AVmail: October 29, 2009
Each week, we run a sampling of the letters received to our editorial inbox here in AVmail. One letter that's particularly relevant, informative, or otherwise compelling will headline this section as our "Letter of the Week," and we'll send the author an official AVweb baseball cap as a "thank you" for interacting with us (and the rest of our readership). Send us your comments and questions using this form. Please include your mailing address in your e-mail (just in case your letter is our "Letter of the Week"); by the same token, please let us know if your message is not intended for publication.
Letter of the Week: Safety or Punishment?
Yes, the pilots of NW 188 made a mistake. However, it is a shame that we are so focused on blame and punishment. What ever happened to "learning from our mistakes"? Given their experience (and especially their most recent experience) and previous records, I can think of no other flight crew I would rather have in the cockpit the next time I fly.

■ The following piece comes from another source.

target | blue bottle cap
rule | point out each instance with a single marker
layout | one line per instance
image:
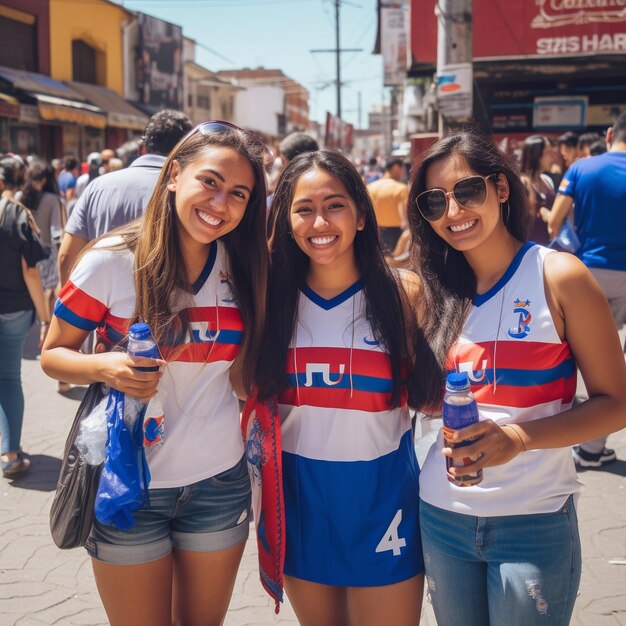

I know they would be on top of their game because they know it can happen to them. But, no, I'll be riding with a low time, marginally qualified crew who may have never seen ice and doesn't know what to do if it is encountered, or a crew that can't tell they are lined up on the wrong runway, while these two highly experienced pilots are looking for a new career. Is it about safety or about punishment?
I had to chuckle when I read this article. Seems like there was a similar incident out in Hawaii a few months ago.
Back in 2003 we added a feature to our autopilots that recognizes the last waypoint in a flight plan and will cause the airplane to circle that last waypoint if this feature is enabled. We did this because we had a couple customers in a short timeframe pass their last waypoint and didn't become aware of it until sometime down the road. Not sure if they winked off but they sure did like it when we added the feature. I cannot recall if they worked for NWA.
President, Trio Avionics
Cessna may run afoul of airport regulations regarding commercial maintenance with its ServiceDirect Program. Virtually all airports have some form of restrictions on outside service providers. Permission must be granted by the airport manager for a through-the-fence service. Any maintenance performed inside an airport boundary must conform to the local rules. Most of those rules require a lease, a fixed place of business on the field, and local or state registration of the business enterprise.
When Cessna comes calling at my local airport they will be turned away until they gain approval from the airport manager. That is no easy task, in light of the rules, which are designed to keep out moonlighters and to fill the local tax coffers. Cessna may circumvent the rules by contracting through established FBO's, but how many are going to give up their prime customers that way?
Balloon Boy Math
I would like to raise one point about such calculation that your story doesn't cover - the profound effect of scaling on balloon lift.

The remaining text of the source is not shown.